Your bubble includes members of your immediate household and can be carefully expanded to include others.

  • Try to limit the number of people in your bubble
  • Every time you add someone to your bubble, you are also connecting with everybody in their bubble
  • Inside your bubble you can hug and kiss and do not need to wear a mask or stay 2 m apart
  • Remember, vigilant hand-washing and space cleaning is still important
  • If you are sick, self-isolate from people in your bubble as much as possible

Outside Your Bubble

In personal settings when you’re seeing friends and family who aren’t in your bubble:

  • Only get together in small groups of 2 to 6 people
  • Keep 2 m of physical distance from those who are outside your bubble and limit your time together
  • Stay home and away from others if you have cold or flu-like symptoms
  • Take extra precautions for those at higher risk for serious illness from COVID-19, including older people and those with chronic health conditions

Practice Good Hygiene

  • Stay at home and keep a safe distance from people in your household when you have cold or flu-like symptoms, including:
    • Coughing
    • Runny nose
    • Sore throat
    • Fatigue
  • No handshaking or hugs with people outside of your bubble
  • Practice good hygiene, including:
    • Regular hand washing
    • Avoiding touching your face
    • Covering coughs and sneezes
    • Disinfect frequently touched surfaces
  • Maintain physical distance as much as possible when in the community and where not possible, consider using a non-medical mask or face covering

Phase 4

Phase 4, TBD

  • International tourism, restart of large gatherings including concerts and conferences

Phase 4 – BC’s Restart Plan

Last updated: June 24, 2020

What Will Be Included in Phase 4?

In Phase 4, people can gather in large groups and international tourists will be welcomed to B.C.

We can only move to this phase when national and international case numbers decline.

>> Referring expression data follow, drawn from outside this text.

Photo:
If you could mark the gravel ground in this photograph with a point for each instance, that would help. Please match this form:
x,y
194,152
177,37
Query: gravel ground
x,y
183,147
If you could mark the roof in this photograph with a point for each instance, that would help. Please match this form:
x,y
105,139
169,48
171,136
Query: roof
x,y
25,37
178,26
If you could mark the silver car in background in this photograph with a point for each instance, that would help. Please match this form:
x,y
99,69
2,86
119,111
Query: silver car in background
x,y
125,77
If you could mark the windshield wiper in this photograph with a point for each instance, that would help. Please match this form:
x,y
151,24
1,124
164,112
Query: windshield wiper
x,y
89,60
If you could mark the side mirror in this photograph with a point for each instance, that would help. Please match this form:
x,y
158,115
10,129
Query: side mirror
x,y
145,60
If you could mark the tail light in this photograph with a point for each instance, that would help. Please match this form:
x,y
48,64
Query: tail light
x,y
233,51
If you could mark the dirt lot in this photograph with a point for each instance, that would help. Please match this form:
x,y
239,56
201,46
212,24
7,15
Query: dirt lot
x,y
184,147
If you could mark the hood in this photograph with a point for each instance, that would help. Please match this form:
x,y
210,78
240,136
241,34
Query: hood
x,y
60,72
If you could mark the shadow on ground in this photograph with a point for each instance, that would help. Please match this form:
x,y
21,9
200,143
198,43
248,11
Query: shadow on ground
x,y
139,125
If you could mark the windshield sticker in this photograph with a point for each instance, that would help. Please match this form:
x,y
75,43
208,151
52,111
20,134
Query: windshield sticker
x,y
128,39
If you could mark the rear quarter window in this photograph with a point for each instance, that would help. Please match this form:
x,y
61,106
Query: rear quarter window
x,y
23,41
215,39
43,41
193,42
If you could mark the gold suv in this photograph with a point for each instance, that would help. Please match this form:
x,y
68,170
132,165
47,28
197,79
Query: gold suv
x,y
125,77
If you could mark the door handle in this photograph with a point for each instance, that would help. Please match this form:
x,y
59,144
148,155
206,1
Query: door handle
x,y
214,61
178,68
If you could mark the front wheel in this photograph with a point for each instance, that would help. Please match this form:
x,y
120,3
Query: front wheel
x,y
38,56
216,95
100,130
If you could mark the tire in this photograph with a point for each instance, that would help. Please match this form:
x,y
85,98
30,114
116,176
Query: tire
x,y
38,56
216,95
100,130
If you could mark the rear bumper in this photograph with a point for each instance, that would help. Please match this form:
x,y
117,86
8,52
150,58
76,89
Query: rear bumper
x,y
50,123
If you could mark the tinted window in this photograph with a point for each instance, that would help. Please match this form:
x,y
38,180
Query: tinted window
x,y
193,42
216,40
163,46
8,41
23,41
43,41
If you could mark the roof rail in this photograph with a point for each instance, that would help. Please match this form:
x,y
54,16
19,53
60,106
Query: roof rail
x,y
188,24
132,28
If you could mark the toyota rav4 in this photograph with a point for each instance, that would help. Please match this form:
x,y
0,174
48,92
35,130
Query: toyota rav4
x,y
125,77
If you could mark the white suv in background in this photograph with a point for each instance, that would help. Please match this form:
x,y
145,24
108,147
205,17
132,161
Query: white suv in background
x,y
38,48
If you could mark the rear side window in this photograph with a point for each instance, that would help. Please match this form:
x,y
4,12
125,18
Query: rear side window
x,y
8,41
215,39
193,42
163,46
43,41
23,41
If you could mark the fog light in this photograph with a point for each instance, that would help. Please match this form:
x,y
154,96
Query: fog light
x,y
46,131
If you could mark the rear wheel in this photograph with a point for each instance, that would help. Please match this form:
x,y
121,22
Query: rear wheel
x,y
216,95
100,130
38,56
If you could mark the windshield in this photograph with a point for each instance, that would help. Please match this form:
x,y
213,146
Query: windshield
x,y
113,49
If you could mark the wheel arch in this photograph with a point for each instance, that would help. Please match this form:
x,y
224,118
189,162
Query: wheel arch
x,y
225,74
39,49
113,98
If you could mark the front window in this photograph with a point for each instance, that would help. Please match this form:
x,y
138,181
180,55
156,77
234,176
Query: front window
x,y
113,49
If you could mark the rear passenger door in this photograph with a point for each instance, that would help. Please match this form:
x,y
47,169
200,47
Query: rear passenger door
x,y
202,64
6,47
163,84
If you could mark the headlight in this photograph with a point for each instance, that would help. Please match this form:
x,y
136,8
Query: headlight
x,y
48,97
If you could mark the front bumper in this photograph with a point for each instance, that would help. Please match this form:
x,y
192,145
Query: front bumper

This phase largely depends on how other jurisdictions respond to the pandemic and their impact.

Entering Phase 4 is conditional on at least one of three factors being met in B.C.

  • Wide vaccination
  • Community immunity
  • Broad successful treatments

When at least one of the three factors are met, activities and venues that require large gatherings can operate:

  • Conventions
  • Live audience professional sports
  • Concerts
  • International tourism

Safety Guidelines

Our circumstances are unique, but the things we need to do to keep each other safe is the same.

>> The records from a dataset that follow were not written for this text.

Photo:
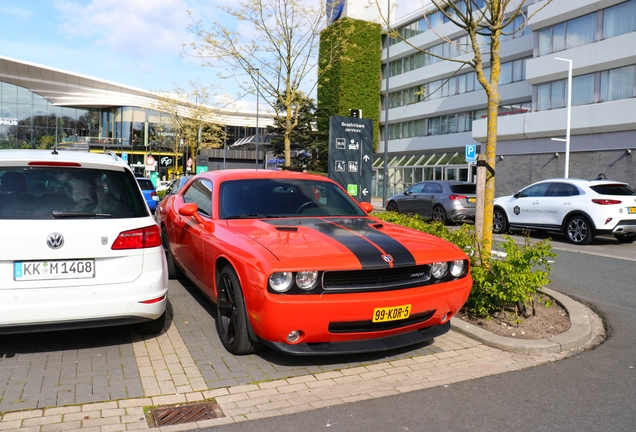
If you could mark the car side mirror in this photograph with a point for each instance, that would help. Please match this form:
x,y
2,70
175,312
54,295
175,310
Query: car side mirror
x,y
367,207
192,210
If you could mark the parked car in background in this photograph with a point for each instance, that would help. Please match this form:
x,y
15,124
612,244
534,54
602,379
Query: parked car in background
x,y
80,248
175,185
439,200
293,262
150,194
581,209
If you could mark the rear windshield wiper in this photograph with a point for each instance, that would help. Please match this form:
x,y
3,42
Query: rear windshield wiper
x,y
66,214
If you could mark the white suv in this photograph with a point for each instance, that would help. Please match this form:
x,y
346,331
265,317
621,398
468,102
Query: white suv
x,y
579,208
79,246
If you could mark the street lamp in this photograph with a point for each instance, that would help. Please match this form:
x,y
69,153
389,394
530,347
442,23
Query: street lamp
x,y
386,106
569,116
258,81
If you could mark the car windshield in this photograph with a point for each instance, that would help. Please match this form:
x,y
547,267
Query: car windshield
x,y
145,184
284,197
613,189
68,192
464,188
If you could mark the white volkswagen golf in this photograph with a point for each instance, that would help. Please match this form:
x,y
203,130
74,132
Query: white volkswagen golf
x,y
79,245
581,209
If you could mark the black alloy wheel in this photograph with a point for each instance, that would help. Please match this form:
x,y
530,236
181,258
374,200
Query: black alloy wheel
x,y
579,230
231,317
439,215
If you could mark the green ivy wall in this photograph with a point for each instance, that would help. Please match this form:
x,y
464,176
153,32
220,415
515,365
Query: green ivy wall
x,y
350,72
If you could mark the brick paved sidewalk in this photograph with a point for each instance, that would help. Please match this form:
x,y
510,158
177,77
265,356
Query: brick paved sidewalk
x,y
169,375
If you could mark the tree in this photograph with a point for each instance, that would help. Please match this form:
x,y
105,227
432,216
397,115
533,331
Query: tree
x,y
191,118
485,22
278,56
310,143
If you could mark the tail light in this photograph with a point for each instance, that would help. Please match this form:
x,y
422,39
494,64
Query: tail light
x,y
155,300
140,238
605,201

How We Move Between Phases

We move between phases on the basis of:

  1. Effectiveness of intervention measures in British Columbia and elsewhere
  2. New scientific knowledge about COVID-19

All British Columbians have a role to play in reducing the possibility of transmission. We must continue to take it slow and be cautious to progress through the phases. B.C.’s safe restart is not a recovery from COVID-19, but the next stage of our response as we learn to live with the virus.

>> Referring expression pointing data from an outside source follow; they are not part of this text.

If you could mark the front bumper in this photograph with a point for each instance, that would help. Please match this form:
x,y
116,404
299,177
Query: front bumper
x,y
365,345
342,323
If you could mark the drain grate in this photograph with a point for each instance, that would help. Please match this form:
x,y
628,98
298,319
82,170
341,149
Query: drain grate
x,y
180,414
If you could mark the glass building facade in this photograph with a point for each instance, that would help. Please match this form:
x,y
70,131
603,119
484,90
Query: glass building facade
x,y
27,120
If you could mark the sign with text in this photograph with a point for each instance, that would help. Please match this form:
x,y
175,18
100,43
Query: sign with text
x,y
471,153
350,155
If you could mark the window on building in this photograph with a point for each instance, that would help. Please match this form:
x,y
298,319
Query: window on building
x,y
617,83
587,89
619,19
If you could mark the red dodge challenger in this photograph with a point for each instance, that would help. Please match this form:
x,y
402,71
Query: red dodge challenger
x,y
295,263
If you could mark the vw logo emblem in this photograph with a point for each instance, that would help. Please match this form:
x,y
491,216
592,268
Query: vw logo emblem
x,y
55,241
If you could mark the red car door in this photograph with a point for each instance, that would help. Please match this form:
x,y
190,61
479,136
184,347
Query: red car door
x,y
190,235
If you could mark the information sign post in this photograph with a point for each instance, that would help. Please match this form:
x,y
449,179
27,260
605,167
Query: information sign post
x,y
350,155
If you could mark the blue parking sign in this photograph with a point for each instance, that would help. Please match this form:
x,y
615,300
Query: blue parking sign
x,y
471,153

What We’re Watching to Ease Restrictions

14-Day Incubation Period

  • Monitoring incubation periods in relation to policy changes, like opening up businesses

COVID-19 Cases

  • Tracking how many confirmed and recovered cases

New Outbreaks

  • Monitoring if outbreaks are connected, including the location, size and severity

What’s Happening Elsewhere

  • Noting how other jurisdictions respond to the pandemic


  • Travel within the province is now encouraged, with stay-cations becoming the new normal for the next while.
  • The film and television industry will resume productions with added safety guidelines.
  • Some entertainment venues, including movie theatres will reopen, with social distancing requirements.